モルドーラン王国、第一王子――マルス・モルドーラン。
オレは、この世に生を受けたときから「王」としての器を手にしていた。
――『王制』。
世界でも類を見ない珍しいスキルの所持者だ。
誰もがオレに平伏し、跪く。のちに一国の王となる身として、これ以上にない相応しいスキルと言えるだろう。
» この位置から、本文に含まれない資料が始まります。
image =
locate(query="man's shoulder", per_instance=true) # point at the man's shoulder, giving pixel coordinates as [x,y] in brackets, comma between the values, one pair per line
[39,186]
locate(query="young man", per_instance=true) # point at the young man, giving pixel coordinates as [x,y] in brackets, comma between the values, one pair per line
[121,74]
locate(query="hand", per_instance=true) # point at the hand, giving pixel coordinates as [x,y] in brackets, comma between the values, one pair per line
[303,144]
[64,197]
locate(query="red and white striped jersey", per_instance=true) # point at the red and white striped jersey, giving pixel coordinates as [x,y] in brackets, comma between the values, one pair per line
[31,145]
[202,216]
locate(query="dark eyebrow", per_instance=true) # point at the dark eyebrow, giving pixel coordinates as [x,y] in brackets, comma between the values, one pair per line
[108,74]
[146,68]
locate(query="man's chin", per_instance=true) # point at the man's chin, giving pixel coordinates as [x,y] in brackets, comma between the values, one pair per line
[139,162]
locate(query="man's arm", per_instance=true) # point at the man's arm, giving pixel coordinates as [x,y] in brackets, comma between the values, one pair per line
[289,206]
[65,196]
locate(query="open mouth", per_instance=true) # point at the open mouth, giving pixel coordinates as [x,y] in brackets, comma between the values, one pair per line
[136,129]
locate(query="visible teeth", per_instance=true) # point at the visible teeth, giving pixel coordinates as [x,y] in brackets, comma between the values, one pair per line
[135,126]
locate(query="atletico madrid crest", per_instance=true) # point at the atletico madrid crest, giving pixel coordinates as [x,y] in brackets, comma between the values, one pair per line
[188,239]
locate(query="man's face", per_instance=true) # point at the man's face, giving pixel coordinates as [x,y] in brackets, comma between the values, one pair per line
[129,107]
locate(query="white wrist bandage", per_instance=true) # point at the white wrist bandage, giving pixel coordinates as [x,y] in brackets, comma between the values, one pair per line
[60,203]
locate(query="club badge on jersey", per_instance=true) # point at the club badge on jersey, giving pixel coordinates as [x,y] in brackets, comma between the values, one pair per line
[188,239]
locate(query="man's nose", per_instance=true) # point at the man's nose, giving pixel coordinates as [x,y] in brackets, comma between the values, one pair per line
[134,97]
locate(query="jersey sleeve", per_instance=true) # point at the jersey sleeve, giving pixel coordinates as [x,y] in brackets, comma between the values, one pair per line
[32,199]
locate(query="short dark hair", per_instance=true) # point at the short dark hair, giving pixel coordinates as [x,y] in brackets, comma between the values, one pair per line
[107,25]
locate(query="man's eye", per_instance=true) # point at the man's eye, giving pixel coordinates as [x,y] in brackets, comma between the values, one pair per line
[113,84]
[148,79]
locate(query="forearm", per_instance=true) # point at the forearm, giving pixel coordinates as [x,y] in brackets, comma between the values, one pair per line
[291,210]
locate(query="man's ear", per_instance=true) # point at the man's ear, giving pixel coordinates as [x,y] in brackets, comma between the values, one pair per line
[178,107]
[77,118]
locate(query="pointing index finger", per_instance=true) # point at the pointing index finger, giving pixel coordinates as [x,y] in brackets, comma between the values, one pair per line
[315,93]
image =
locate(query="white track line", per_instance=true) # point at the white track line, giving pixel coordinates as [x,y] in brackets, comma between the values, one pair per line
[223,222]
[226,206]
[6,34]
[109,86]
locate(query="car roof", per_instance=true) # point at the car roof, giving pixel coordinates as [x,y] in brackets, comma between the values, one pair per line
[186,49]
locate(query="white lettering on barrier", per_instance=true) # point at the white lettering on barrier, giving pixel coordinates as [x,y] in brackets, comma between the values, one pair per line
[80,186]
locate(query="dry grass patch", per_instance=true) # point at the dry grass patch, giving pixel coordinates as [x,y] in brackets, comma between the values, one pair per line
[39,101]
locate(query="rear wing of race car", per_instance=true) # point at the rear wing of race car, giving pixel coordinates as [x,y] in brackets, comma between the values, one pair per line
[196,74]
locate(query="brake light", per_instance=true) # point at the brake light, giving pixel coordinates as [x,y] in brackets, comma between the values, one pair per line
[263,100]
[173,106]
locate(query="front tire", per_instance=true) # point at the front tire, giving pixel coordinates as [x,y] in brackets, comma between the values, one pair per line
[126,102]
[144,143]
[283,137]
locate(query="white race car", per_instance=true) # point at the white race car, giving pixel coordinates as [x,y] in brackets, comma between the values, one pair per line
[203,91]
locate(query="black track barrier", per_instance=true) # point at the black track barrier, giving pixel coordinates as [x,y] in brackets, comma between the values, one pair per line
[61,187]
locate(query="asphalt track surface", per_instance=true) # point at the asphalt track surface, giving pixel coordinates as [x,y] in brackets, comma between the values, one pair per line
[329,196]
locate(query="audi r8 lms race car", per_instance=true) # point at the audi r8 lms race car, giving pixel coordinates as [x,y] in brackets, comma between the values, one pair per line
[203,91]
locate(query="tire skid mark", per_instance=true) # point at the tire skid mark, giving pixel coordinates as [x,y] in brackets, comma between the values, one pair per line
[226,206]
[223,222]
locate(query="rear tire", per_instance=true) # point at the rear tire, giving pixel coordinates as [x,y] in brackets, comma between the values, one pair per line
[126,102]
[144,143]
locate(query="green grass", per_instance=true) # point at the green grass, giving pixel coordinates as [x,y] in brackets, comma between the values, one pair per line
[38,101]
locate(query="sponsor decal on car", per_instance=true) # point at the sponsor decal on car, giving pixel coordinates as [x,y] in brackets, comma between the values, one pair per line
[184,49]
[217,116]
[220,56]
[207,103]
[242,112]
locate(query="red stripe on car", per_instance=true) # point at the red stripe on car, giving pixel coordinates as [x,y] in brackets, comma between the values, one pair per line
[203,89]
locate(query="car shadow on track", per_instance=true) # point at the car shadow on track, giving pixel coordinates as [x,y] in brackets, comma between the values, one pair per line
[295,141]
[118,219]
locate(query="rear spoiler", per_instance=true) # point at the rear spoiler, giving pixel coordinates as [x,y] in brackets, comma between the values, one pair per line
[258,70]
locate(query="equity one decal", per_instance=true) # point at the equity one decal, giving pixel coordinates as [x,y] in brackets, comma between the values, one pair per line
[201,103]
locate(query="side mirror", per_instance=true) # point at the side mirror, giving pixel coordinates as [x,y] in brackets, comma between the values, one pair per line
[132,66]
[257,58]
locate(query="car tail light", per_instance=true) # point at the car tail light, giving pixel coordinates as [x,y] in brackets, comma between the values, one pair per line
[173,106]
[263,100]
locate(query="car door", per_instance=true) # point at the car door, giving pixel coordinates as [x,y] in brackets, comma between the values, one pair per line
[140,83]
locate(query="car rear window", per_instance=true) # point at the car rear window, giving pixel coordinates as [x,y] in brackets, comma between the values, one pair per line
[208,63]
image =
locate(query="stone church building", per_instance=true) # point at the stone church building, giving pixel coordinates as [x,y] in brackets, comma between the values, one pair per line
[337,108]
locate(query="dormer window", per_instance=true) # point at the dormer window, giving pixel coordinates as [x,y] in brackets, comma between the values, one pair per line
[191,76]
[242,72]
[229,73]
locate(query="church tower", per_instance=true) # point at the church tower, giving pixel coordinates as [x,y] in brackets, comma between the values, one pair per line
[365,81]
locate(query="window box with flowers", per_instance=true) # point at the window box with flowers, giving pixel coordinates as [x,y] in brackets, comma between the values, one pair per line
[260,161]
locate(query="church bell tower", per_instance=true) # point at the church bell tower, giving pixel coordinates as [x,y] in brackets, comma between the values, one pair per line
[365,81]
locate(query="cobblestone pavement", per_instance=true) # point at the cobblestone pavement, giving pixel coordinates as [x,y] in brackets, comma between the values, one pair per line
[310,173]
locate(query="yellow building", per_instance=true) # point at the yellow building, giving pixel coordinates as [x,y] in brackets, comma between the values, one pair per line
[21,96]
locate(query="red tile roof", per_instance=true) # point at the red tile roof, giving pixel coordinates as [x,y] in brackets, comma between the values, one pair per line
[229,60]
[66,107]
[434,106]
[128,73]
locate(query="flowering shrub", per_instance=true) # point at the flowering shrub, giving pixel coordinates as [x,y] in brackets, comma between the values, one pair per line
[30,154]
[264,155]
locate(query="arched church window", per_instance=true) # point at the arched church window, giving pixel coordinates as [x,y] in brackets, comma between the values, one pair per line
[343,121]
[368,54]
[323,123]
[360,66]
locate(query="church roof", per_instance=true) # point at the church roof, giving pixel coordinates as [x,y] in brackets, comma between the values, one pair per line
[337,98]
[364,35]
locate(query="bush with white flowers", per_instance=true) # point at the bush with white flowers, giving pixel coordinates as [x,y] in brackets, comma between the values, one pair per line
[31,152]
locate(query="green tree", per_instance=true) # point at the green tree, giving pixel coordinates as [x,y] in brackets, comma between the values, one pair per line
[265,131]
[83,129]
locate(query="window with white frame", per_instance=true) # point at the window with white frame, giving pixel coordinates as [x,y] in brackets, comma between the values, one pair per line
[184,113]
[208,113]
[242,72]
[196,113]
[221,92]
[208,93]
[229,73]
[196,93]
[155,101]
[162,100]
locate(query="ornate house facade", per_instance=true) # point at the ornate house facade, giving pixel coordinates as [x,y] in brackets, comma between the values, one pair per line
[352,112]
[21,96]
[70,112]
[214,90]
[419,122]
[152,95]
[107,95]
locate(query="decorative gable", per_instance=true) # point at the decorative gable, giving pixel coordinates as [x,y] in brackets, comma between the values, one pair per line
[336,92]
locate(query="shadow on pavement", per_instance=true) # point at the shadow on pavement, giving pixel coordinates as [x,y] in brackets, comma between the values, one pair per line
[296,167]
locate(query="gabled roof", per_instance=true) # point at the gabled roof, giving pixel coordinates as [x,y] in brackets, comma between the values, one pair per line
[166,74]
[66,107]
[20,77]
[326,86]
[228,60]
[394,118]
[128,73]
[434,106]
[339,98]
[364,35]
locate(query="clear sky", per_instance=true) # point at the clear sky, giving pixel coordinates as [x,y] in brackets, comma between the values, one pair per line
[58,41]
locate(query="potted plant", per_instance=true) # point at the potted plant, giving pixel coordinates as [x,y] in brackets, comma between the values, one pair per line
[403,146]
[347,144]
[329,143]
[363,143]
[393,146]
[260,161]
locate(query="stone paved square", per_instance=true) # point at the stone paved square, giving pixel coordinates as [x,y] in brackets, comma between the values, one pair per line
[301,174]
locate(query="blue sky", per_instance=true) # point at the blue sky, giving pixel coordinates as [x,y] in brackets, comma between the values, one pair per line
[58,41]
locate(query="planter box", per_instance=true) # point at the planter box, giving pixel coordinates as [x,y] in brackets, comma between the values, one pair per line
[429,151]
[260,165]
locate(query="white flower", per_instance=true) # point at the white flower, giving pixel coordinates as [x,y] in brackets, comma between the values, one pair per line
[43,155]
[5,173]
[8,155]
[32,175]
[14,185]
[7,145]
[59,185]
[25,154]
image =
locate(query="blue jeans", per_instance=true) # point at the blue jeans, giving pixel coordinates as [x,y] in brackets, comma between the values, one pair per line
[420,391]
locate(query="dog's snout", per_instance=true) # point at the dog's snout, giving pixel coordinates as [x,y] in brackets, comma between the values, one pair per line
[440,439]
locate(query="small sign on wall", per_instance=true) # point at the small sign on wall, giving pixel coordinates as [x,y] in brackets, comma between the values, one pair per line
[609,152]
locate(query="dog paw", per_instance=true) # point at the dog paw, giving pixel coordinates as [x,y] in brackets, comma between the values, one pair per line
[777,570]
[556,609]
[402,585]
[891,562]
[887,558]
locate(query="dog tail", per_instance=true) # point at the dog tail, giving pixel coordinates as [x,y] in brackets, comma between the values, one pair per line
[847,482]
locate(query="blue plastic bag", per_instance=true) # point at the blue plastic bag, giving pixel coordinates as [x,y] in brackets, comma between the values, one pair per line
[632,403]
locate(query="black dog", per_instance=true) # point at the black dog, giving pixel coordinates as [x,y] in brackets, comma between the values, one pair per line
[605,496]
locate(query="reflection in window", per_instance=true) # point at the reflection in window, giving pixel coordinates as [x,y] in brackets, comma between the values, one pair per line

このオレが望めば、それが何であろうと手に入れることができる。
故に、「アレ」も手に入れることにした。
アレとは、愚弟エリックの婚約者のことだ。
オレに相応しい女など、世界を探し回っても見つからないかもしれない。
オレ自身、アレへの興味は微塵も持っていなかったが、これまでに愚弟の尻拭いを何度もしてきた。
その愚弟が、やたらと自慢してくるのが鼻につく。
だから一目見て、アレを直接貶してやるつもりだったのだ。
……だが、それは無理な話だった。
アレを見たとき……いや、彼女を目にしたとき、オレは……恋に落ちた。
手に入れたい。是が非でも。
彼女は愚弟には勿体ない。『王制』スキル所持者のオレにこそ相応しい。
ある日、王立図書館に彼女がいると知り、足を運んだ。
どうやら彼女はスキルに興味を持っているらしく、度々調べに通っているらしい。
それはつまり、スキル所持者のオレのことを深く知りたい……そう理解した。
オレも、彼女にオレのことを知って欲しい。
いずれこの国の王となるオレのことを、オレの口から直接教えてやりたい。
そう、そうだ。
これが、これこそが、人を好きになるということなのだ。
オレの隣に並び立つに相応しいのは、この世界で彼女だけだ。
故に、オレはエリックに圧力をかけた。
彼女との婚約を破棄し、オレのものとするために。
そしてすぐに、オレは彼女を婚約者として迎え入れた。
このオレは、『王制』を持つ王の器だ。
オレの手に掴めないものは存在しない。
今までも、そしてこれから先も、永遠に……。